Fallout (Lois Lane)

He sighed, a sound of pure frustration. “Lois, I am supportive . . . of you making a fresh start here. We talked about you staying out of trouble. It sounds like you’re using this job to do what you always do.”


Yeah, we had talked about it. But it wasn’t my fault that I wasn’t willing to stand by and let bad things happen unchecked. He should understand that as well as anyone.

Why couldn’t he seem to?

I ignored him, stopping in front of Perry. “Mr. White . . . Perry . . . sir, don’t worry. I take the Daily Planet’s reputation seriously and I know the Scoop reflects on it. It won’t be damaged, not by me. Even if he seals me up in a closet all weekend.”

So the last part was a little grumbly. Sue me.

Perry’s eyes widened with alarm. But when he spoke, the words were simple. And oh-so-important to me.

“I believe you,” he said.

This was more than progress, after how he’d flipped the day before. It was enough to carry me out of the office with my dad.

Dad could try to shackle me all he wanted. It wouldn’t work.

*

Or maybe it would.

As soon as we walked through the front door at home, he held out his hand and said, “Phone,” waiting until I placed mine in his palm. This was after a long, tense, silent car ride home.

Mom was coming off the bottom of the stairs into the living room. She carried my laptop with her.

I bit my lip against a protest that would give away how much I didn’t want them anywhere near my computer. The passwords should be uncrackable, even if they tried to get on it. But this would mean no chats with SmallvilleGuy all weekend long.

No intel. No nothing.

Good thing I had proposed lying low until Monday. “You’re seriously taking all my stuff? How am I supposed to get anything done?”

Dad said, “You can do your homework in longhand. You can’t have that much to do after just a week. Grounded means no contact with the outside world. It means thinking about what kind of life you should be making for yourself. Lois, I know at sixteen it seems like you have all the time in the world, but before you know it—before your mom and I do—you’ll be in college. You’ll be out on your own.”

“Right now I’m counting the seconds until that sweet, sweet freedom is mine.”

“We only want what’s best for you,” he said.

“No,” I said, “I think you just want me to be someone else. Someone I can’t be.”

I started for the stairs, slipping past my mom. I turned back to them. “If you really think what I’ve done is so bad . . . Dad, go read the comments. On the story at the Scoop page. Read the comments and see if you think that it didn’t need to be told, that there was no merit to it. I did not lie. Perry believes me. It’s too bad you can’t bring yourself to.”
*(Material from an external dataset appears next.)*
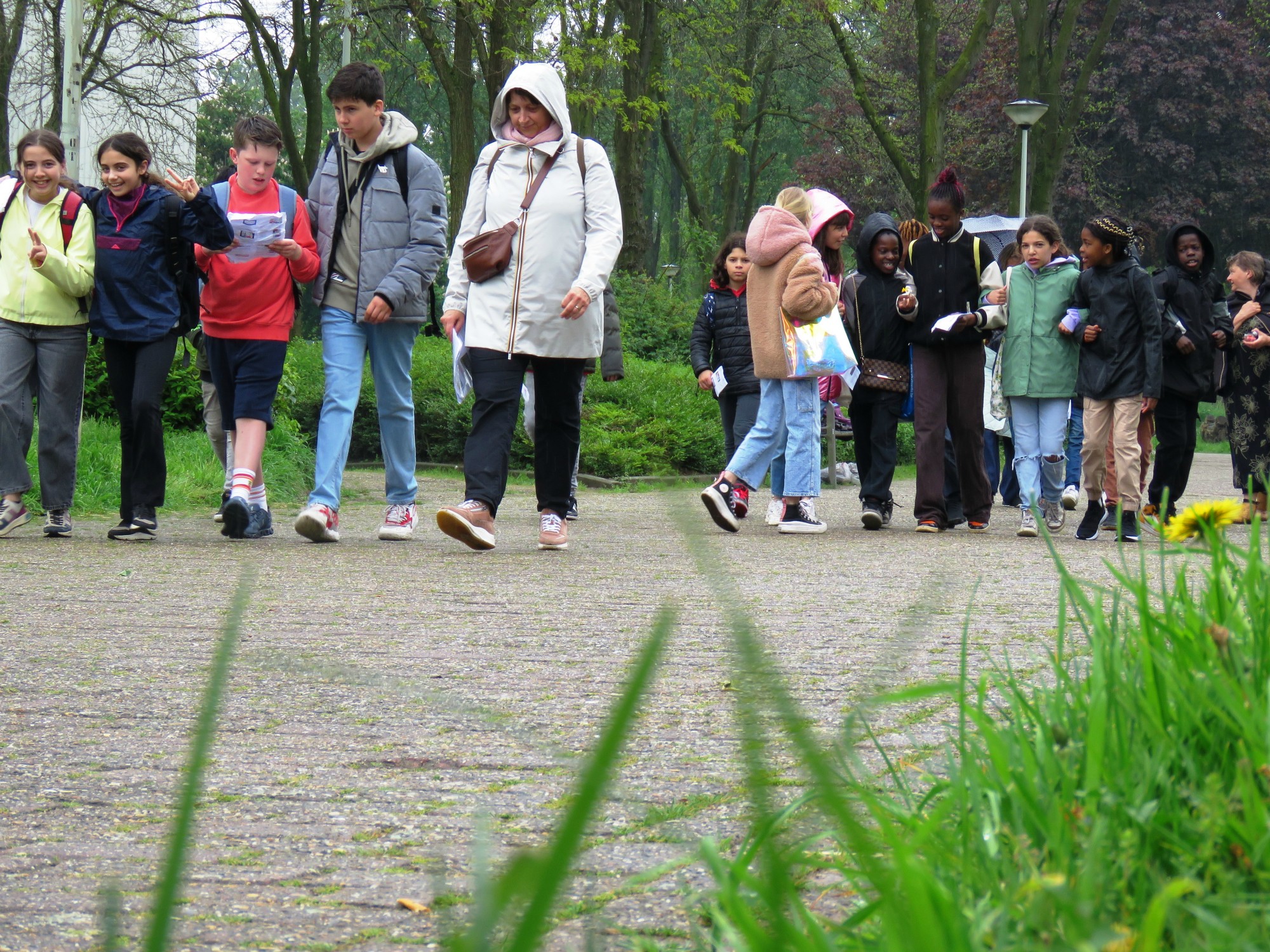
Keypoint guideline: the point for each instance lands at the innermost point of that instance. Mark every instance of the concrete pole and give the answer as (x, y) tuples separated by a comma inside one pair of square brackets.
[(73, 84), (347, 55)]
I pounded the rest of the way up the steps, only slowing when Lucy peeked out of her bedroom door, making puppy-dog eyes. I paused to brush my hand across the top of her head. “I’m not going anywhere—really, I’m grounded, not being sent away,” I reassured her. “Don’t worry.”

And I finished the journey to my room across the hall, shut and locked my door.

My parents might be able to prevent me from reaching the outside world, but I would also keep them out of mine.

One way or another.

*

I had plenty to keep me busy. Plotting, worrying, planning, more worrying.

First, I plugged Maddy’s tiny MP3 player into my docking station, and I listened to the playlist she’d put together. She really did have excellent taste. It proved to be a nice mix of arty ballads that captured my frustration at being trapped in my room along with punk and hip-hop influenced anthems I jumped around to, raging against the injustice of same.

Then I spent more time plotting. I might have been forbidden access to my phone and outside assistance, but giving a girl time to think . . . that was turning out to be useful after all. As had the stationery set my parents gave me for my eleventh birthday, in case I wanted to write any of my old friends. Was it a coincidence that year had been my first foray into calls home from school because I was in trouble?

Not likely. Even back then, I’d been fighting for someone else. The first time the school had called home to complain about my behavior was when a teacher mispronounced the word “massacre” as if it ended “cree” and a straight-A student named Angie corrected her. The teacher had flipped out and sentenced Angie to lose her recess time for a week. I knew massacre was pronounced “mass-a-ker” from the military history shows Dad loved to watch, and so added my voice of support to Angie’s.

That had gone over well.

Anyway, now I used the pastel pink stationery that had been given to me soon after to write a heartwarming note of apology to deliver to Principal Butler on Monday—something I projected would come in handy at getting him off my back. If only temporarily.

Lucy had been bringing food and drink to my cell, and she even offered to lend me Unicorn University. Though she’d looked vaguely terrified that I might take her up on it and ruin her reputation.